MLA, Uttar Pradesh Legislative Assembly
- In office December 1993 – October 1995
- Preceded by: Brij Raj Tripathi
- Succeeded by: vacant
- Constituency: Bahraich
- In office October 1996 – March 2017
- Preceded by: Vacant
- Succeeded by: Anupama Jaiswal
- Constituency: Bahraich

Deputy Speaker, Uttar Pradesh Legislative Assembly
- In office 14 November 2003 – 26 July 2004
- Preceded by: Dr. Ammar Rizvi
- Succeeded by: Rajesh Agarwal

Uttar Pradesh Legislative Assembly Acting Speaker
- In office 19 May 2004 – May 2007

Cabinet Minister for Labour and Employment
- In office 15 March 2012 – 2014
- Succeeded by: Shahid Manzoor

Personal details
- Born: 6 July 1943 Bahraich, United Provinces, British India
- Died: 15 April 2018 (aged 74) Lucknow, Uttar Pradesh, India
- Resting place: Bahraich
- Party: Samajwadi Party
- Spouse: Rubab Sayda
- Children: 1 son (Yasar Shah), 1 daughter
- Parent: Khwaja Qamaruddin (father);
- Relatives: Mariya Shah (daughter-in-law)
- Education: Medical Graduate (B.A.M.S.)
- Alma mater: Kanpur University
- Occupation: Politician, Physician
- Profession: Agriculture, Medicine

= Waqar Ahmad Shah =

Indian politician (1943–2018)

Waqar Ahmed Shah (6 July 1943 – 15 April 2018) was an Indian politician, medical graduate, and member of the Samajwadi Party. He served five terms as Member of the Uttar Pradesh Legislative Assembly from Bahraich, holding various legislative and ministerial roles between 1993 and 2017.

== Early life and career ==
Waqar Ahmad Shah was born in Bahraich on 6 July 1943 to Khwaja Kamaruddin. He completed his medical education at Kanpur University.

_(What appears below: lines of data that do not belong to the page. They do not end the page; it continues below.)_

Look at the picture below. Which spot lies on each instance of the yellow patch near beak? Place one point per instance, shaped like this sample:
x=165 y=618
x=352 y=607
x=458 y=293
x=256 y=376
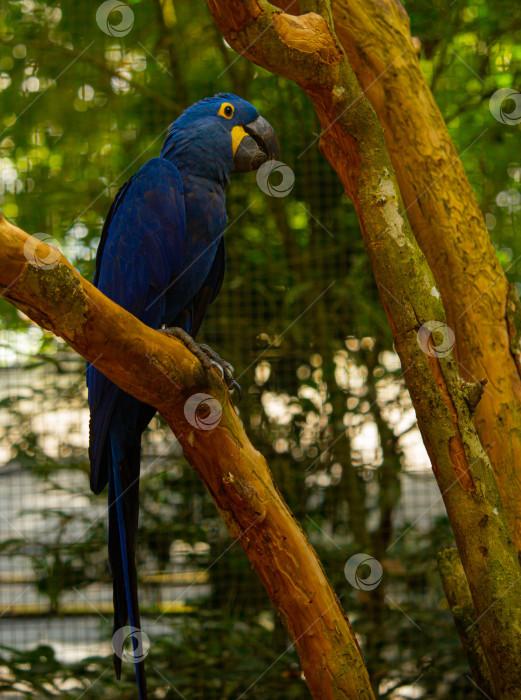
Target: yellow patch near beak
x=238 y=134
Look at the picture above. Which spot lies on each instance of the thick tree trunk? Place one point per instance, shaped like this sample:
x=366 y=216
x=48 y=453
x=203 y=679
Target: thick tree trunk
x=160 y=371
x=460 y=603
x=482 y=307
x=305 y=49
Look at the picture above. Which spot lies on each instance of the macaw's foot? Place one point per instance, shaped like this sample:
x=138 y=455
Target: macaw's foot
x=207 y=357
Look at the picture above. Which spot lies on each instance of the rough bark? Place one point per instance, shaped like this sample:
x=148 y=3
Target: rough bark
x=460 y=603
x=159 y=370
x=482 y=307
x=305 y=49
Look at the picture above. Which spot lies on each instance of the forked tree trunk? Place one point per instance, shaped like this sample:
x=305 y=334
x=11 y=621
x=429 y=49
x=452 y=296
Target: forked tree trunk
x=304 y=48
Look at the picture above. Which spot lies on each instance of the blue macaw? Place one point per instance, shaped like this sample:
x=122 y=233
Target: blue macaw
x=161 y=257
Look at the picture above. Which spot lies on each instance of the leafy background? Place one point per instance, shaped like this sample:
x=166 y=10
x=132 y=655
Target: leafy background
x=299 y=318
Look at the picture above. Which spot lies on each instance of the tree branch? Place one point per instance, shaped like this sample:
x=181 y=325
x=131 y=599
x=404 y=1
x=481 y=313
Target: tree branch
x=159 y=370
x=460 y=603
x=305 y=49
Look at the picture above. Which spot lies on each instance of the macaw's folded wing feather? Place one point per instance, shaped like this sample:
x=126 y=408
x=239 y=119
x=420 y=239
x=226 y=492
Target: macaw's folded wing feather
x=140 y=255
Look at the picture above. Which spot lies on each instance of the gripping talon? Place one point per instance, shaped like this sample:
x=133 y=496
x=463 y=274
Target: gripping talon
x=207 y=357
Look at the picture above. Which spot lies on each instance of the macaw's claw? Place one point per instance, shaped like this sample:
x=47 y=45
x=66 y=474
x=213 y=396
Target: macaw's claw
x=207 y=357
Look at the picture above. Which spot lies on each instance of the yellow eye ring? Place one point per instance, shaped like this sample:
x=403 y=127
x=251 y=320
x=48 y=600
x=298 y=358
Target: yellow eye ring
x=226 y=110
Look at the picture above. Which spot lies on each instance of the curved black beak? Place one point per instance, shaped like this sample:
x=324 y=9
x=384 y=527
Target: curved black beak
x=258 y=143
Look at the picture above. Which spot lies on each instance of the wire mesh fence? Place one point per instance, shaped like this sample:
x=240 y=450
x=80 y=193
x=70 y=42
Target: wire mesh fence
x=298 y=316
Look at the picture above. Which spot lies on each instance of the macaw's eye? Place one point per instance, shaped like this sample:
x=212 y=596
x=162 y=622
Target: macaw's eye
x=226 y=110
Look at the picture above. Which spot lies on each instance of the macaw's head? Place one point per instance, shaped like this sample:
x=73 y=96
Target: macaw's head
x=220 y=135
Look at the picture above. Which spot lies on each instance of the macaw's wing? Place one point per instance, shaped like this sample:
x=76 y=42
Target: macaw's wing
x=140 y=253
x=209 y=289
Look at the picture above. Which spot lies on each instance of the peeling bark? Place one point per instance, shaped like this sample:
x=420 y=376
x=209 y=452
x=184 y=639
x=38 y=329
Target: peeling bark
x=460 y=604
x=353 y=142
x=481 y=306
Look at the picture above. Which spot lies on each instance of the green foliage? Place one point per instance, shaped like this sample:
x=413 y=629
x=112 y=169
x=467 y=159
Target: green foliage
x=299 y=318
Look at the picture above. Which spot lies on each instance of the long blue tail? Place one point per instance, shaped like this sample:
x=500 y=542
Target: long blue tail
x=123 y=522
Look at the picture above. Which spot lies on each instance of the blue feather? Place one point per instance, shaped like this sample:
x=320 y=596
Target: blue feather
x=161 y=257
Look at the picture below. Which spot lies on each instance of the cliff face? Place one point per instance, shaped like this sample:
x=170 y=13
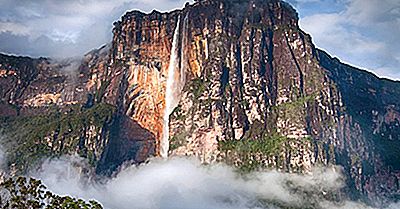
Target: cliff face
x=258 y=94
x=242 y=82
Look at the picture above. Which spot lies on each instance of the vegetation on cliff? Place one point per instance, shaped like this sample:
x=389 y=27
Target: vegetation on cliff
x=53 y=133
x=24 y=193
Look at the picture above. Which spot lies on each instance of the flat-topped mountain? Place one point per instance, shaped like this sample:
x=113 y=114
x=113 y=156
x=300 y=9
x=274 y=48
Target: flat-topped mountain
x=231 y=81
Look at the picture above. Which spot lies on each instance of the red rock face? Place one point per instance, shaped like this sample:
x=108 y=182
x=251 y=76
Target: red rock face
x=251 y=73
x=251 y=77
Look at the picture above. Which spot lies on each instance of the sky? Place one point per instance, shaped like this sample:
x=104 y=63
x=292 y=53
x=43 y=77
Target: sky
x=364 y=33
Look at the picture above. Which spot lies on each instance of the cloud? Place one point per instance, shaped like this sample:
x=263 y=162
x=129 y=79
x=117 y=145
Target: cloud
x=364 y=33
x=63 y=28
x=184 y=183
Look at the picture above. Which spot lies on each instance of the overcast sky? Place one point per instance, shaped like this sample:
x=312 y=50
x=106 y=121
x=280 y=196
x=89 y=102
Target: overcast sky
x=364 y=33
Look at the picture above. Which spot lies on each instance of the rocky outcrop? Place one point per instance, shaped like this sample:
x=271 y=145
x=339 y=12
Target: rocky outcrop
x=258 y=93
x=250 y=89
x=51 y=107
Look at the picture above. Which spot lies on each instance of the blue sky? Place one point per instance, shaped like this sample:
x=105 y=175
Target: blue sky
x=364 y=33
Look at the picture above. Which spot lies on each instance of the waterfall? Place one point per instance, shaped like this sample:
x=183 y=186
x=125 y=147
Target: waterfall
x=171 y=98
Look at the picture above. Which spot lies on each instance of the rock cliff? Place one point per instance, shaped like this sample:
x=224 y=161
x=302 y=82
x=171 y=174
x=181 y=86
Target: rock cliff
x=232 y=81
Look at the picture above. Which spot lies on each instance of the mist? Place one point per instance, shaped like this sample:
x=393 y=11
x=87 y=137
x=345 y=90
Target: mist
x=185 y=183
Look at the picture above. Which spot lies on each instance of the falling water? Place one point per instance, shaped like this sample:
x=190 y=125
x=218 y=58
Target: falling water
x=170 y=95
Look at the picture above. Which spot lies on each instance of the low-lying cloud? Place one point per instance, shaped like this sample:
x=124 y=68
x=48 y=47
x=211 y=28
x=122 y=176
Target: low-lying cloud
x=184 y=183
x=65 y=28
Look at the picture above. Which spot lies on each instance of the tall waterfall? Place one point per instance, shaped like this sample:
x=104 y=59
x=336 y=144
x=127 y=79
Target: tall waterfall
x=171 y=96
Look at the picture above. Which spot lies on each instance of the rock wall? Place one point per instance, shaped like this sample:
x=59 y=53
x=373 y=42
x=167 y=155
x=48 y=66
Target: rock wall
x=253 y=91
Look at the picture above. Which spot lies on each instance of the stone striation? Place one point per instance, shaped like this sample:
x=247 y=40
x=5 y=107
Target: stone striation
x=259 y=94
x=253 y=91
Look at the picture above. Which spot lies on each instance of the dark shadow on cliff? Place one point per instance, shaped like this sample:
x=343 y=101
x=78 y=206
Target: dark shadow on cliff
x=128 y=142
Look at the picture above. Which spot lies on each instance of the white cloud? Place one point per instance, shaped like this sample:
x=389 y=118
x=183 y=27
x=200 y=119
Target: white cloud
x=182 y=183
x=74 y=26
x=364 y=34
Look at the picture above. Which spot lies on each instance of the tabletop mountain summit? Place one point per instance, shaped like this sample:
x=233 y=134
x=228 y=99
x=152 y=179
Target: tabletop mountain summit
x=234 y=81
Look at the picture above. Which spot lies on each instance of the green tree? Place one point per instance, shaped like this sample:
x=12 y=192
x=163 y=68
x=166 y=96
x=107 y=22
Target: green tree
x=24 y=193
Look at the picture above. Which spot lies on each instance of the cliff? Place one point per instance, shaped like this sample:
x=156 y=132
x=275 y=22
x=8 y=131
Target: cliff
x=231 y=81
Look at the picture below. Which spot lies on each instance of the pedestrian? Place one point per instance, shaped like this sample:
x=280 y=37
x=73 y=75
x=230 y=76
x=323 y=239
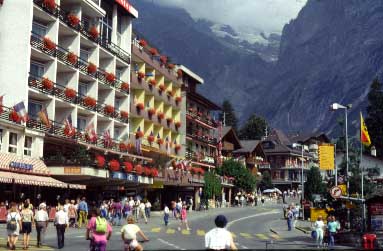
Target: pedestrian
x=290 y=218
x=13 y=226
x=219 y=238
x=98 y=231
x=61 y=222
x=332 y=227
x=83 y=212
x=166 y=214
x=319 y=228
x=41 y=221
x=26 y=224
x=184 y=221
x=148 y=207
x=129 y=235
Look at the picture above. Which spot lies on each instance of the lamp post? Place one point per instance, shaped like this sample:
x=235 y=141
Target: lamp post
x=333 y=107
x=302 y=180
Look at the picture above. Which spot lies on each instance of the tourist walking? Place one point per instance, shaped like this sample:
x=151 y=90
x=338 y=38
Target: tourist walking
x=219 y=238
x=41 y=221
x=13 y=226
x=26 y=224
x=129 y=235
x=98 y=231
x=83 y=212
x=61 y=222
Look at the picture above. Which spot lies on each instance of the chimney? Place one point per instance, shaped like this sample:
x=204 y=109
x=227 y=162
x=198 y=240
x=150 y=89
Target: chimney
x=373 y=151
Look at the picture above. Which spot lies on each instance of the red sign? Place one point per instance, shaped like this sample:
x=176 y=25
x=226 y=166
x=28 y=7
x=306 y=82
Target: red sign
x=127 y=6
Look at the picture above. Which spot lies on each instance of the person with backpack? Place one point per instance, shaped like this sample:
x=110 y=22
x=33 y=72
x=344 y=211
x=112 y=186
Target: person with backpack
x=13 y=226
x=26 y=223
x=98 y=232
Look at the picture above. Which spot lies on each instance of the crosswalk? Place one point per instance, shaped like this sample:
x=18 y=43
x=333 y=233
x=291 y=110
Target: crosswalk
x=202 y=232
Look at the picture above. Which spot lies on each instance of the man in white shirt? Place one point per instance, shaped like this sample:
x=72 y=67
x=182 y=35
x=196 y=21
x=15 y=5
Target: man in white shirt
x=61 y=222
x=219 y=238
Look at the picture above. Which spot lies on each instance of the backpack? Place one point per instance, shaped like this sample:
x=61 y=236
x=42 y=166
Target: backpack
x=12 y=224
x=101 y=225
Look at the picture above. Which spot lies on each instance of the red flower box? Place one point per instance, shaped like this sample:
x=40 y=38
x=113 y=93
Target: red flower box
x=100 y=161
x=138 y=169
x=47 y=84
x=50 y=4
x=163 y=59
x=125 y=86
x=153 y=51
x=143 y=43
x=110 y=77
x=124 y=114
x=128 y=167
x=70 y=93
x=114 y=165
x=49 y=44
x=93 y=31
x=153 y=82
x=92 y=68
x=89 y=101
x=109 y=109
x=140 y=106
x=73 y=19
x=72 y=58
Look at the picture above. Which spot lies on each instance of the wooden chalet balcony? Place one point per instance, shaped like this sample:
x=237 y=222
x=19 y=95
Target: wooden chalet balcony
x=84 y=28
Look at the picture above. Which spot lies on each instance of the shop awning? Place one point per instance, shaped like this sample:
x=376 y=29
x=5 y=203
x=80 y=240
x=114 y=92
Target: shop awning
x=34 y=180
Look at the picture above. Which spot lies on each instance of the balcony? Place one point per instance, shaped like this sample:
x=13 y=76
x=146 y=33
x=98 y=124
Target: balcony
x=63 y=55
x=59 y=91
x=84 y=28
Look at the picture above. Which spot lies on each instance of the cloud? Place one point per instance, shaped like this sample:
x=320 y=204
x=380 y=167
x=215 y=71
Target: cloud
x=262 y=15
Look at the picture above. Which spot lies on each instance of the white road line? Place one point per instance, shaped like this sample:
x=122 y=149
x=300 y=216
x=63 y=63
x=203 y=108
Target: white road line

He worked as an unpaid medical officer at Dargah Sharif Hospital between 1975 and 1982 and was actively associated with several local institutions, including Azad Inter College, Maharaj Singh Inter College, the Indian Medical Association (Bahraich branch), the Red Cross, and the District Eye Relief Society.

== Political career ==
Shah’s political journey began with the Janata Dal, participating in the 1989 "Jail Bharo Andolan", during which he was detained briefly.

He was first elected to the Uttar Pradesh Legislative Assembly in 1993 as a Samajwadi Party (SP) candidate and was re-elected in 1996, 2002, 2007, and 2012.

His political roles included:
- Secretary, SP Legislature Party (1993)
- Member, Public Accounts Committee (1993–94, 2002–03)
- Chief Whip, SP Legislature Party (1996–2003)
- Member, Questions & References Committee (1997–98)
- Deputy Speaker, Uttar Pradesh Assembly (Nov 2003 – May 2004)
- Acting Speaker (May–July 2004)
- Minister for Labour and Employment, Mulayam Singh Yadav ministry (Aug 2004 – May 2007)
- Deputy Leader, SP Legislature Party (2007–2012)
- Cabinet Minister for Labour and Employment in the Akhilesh Yadav ministry (2012–2014)

Due to serious illness, his ministerial duties were transferred to his son, Yasser Shah, in 2014.

In 2015, a petition was filed seeking his disqualification under Article 191 of the Constitution due to his prolonged coma and inability to perform legislative duties.

== Public profile and political image ==
Shah was regarded as one of the prominent Muslim faces in the SP and was appointed deputy leader of the party in the Assembly following Azam Khan’s removal in 2009.

He served in the Akhilesh Yadav cabinet alongside other Muslim ministers like Azam Khan and Ahmad Hasan.

In 2012, he stated he had declared his assets, although the government website did not reflect this at the time.

== Personal life ==
He was married to Rubab Sayda, a former Member of Parliament, on 5 January 1975. They had one son and one daughter. His son, Yasar Shah, later served as Minister of State for Energy in the Uttar Pradesh government.

== Death ==
Waqar Ahmed Shah died on 15 April 2018 at Civil Hospital in Lucknow, after nearly six years in a coma. He had been in a coma since June 2013 following complications from cardiac surgery, which led to cerebral anoxia.

His funeral prayer was held on 16 April 2018 after the Zuhr prayer at the ground of Azad Inter College in Bahraich, led by Arshad Al-Qadri, the Shahi Imam of the Dargah of Sayyid Salar Masud Ghazi. Shah was buried at his ancestral graveyard located at Chhadey Shah Takiya in Bahraich.

Several political leaders and party members, including Akhilesh Yadav, Ahmad Hasan, and Rajendra Choudhary, paid their respects at the funeral.